The “White March” came from discontent stemming from the Marc Dutroux case. In an interview with VRT Radio 1’s morning news and current affairs programme ‘De Ochtend’, Betty Marchal (photo above in the middle) who is the mother of one of Marc Dutroux’s victims looked back on a demonstration that was also a show of support for the victims’ families.

More than 300,000 people took to the streets of Brussels on Sunday 20 October 1996. The march was a show of anger against inefficacy and incompetence within the police services and the judiciary. The Dutroux case had shocked Belgium and been the main news story here during the preceding months. It would change Belgium for ever. 

Betty Marchal told ‘De ochtend’ that “It is something that does occupy our minds a bit, but it is just another day in history. The entire Belgian population will never forget that day”. 
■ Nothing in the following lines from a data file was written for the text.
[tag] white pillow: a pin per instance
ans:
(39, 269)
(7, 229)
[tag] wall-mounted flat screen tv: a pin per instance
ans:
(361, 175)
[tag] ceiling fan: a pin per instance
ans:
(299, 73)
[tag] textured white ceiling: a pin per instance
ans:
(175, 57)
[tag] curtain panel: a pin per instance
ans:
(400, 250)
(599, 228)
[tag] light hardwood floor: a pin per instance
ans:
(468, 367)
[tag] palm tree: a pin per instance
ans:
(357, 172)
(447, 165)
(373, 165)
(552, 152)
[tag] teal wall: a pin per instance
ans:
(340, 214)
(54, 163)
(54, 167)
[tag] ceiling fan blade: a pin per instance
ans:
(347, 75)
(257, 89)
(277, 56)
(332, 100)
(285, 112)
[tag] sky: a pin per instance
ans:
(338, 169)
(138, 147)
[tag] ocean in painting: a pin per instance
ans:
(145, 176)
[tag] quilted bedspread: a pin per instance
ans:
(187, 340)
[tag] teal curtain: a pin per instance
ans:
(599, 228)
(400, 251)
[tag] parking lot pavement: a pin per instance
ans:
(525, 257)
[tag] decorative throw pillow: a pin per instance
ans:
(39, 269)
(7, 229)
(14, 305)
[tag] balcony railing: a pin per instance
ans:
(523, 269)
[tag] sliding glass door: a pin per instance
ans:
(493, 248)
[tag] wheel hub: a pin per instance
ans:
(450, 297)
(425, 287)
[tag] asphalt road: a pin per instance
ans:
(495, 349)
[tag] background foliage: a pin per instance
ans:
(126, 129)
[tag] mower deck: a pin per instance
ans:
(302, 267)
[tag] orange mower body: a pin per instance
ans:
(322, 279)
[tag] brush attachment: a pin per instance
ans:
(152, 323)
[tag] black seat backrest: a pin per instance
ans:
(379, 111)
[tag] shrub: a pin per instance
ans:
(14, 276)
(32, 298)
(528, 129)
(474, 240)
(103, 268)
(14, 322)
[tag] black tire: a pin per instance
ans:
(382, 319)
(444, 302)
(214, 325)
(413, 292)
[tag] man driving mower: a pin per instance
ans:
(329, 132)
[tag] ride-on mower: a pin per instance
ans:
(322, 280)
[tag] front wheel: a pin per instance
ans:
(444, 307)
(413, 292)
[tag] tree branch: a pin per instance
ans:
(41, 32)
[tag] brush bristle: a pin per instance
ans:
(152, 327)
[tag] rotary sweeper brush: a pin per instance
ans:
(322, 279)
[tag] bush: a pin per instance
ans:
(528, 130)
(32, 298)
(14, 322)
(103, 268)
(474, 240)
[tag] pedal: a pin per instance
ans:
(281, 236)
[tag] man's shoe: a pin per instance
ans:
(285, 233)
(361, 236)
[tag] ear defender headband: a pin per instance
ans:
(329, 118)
“What I took from that day was a feeling of solidarity. So many people it was incredible. We had hoped that a lot of people would come, by afterwards when I looked at the pictures on TV you don’t really know what happened to get so many people to take to the streets”.

Betty Marchal adds that on the morning of the White March she had no idea of the power of the message that it would convey.

“As the day went on we heard that more and more people were coming to Brussels via every conceivable route. The routes into the city both road and rail were full to capacity. It was only afterwards that we realised what it meant for us.”

Betty Marchal concluded by saying “To be absolutely honest I still get goose pimples thinking about it and I always will. No demonstration has ever set so much in motion in Belgium.